Some players believe that probability theory is "useless" for the gambler. Reasons put forward for this opinion may be that your playing sessions are too short for the rules of chance to be applicable. E.g. in the Talos_Dump thread:

Quote
CANON 1

I studied a lot of math. Roulette is not a probabilties game
(you play too few shots for the rules of chances to be involved).
It is just math, plain and simple.

But what math is needed to create systems? Even if you ignore bet selection (as DrTalos advocates), you still need to design a money management plan appropriate for the location(s) you play, and that plan must necessarily take into account, even if by trial and error, the probabilities of the events.

This is quite easy to show by a simple example. Suppose you've never played roulette but find yourself in a casino. You learn that single numbers pay 35-1 and that appeals to you. You have $100 to play with and decide to put $10 on number #17 until your bank is lost, or until a win. Is that a sensible use of your resources, given that you're looking forward to an evenings entertainment? Obviously not, because the chance of a win is only about 24%. Any MM scheme must take account of the probabilities of winning/losing runs if it's to be "successful" (however you define that).

Also, to say that probability theory doesn't apply in the short run is not true. It applies just as much to 1 bet as a million, the difference being that in the latter case the "error" is much less, but in any case variance or dispersion can also be quantified using probability theory.

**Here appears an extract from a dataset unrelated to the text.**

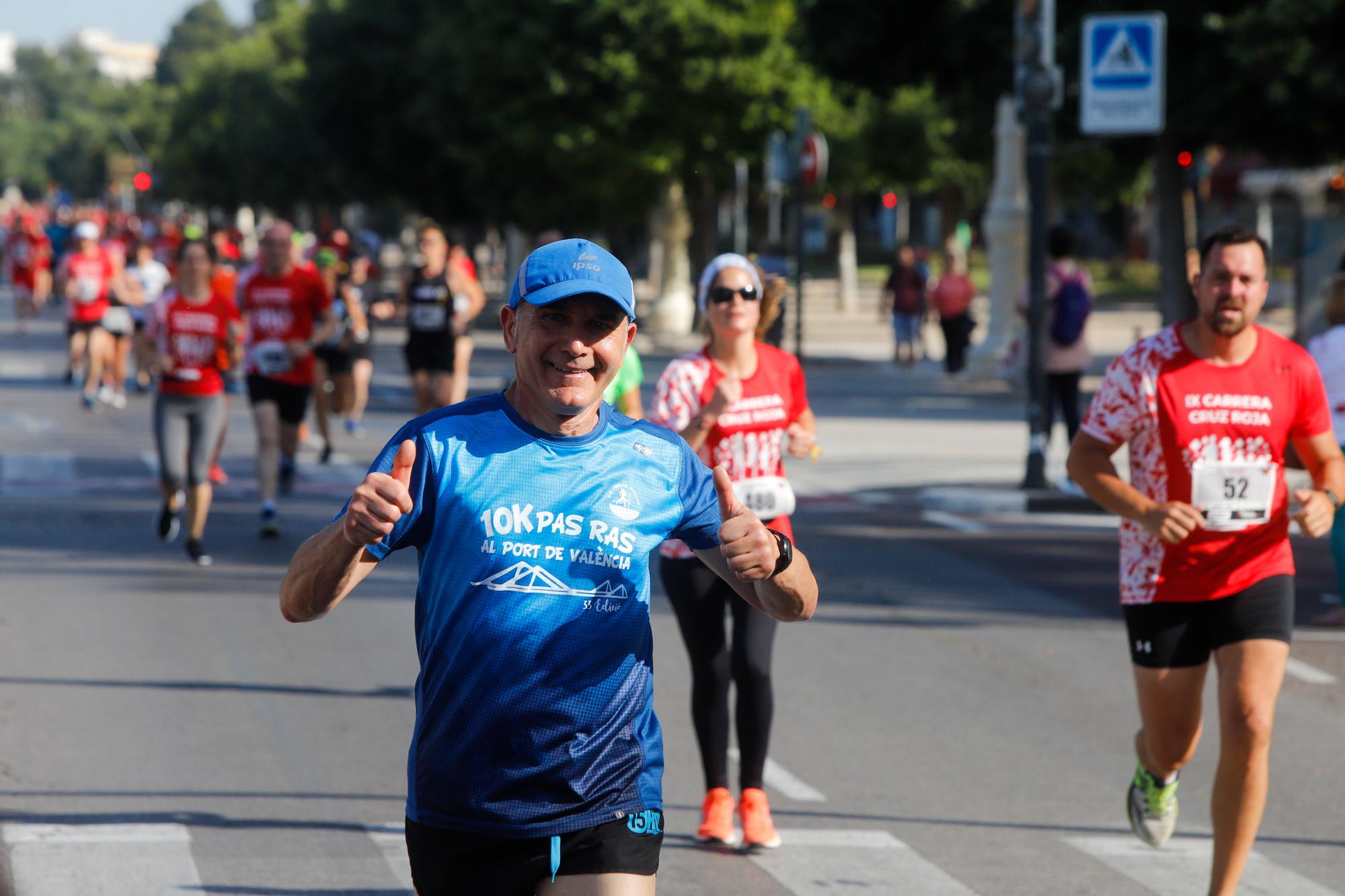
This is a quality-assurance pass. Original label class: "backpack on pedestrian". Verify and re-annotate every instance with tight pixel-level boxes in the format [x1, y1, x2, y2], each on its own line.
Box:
[1050, 270, 1092, 345]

After all, probability theory is successfully used by advantage players, who play just as many or few spins as the average system player in a session, so why should it be useful to the former but not the latter?

Then there's the objection that probability theory, being merely a "theory", is a kind of junk science offering only tentative conclusions. People fixate on the word "theory" not realizing that in a scientific context the word doesn't mean what it means in everyday speech, where it usually means a "hypothesis" or guess. In my dictionary a (scientific) theory is defined as a well-substantiated explanation of some aspect of the natural world; an organized system of accepted knowledge that applies in a variety of circumstances to explain a specific set of phenomena. So, not a "guess", then.

Another objection made by many system players is that because the "theory" says no system can win, it might as well be abandoned as useless, or just wrong. But this is based on a very narrow view of probability theory, which is a huge field of study with new applications and results being discovered all the time. To reject the entire field on the basis that you don't like one isolated result is to throw out the baby with the bathwater.

It's true that the theory says, given certain assumptions, that no winning system is possible, but you can use the principles and results of the theory to test those assumptions, or develop methods which are appropriate for your style of play and risk preferences.

Please don't trash probability theory; it's bigger and better than you think.  ;D
« Last Edit: March 09, 2017, 09:54:20 AM by Bayes »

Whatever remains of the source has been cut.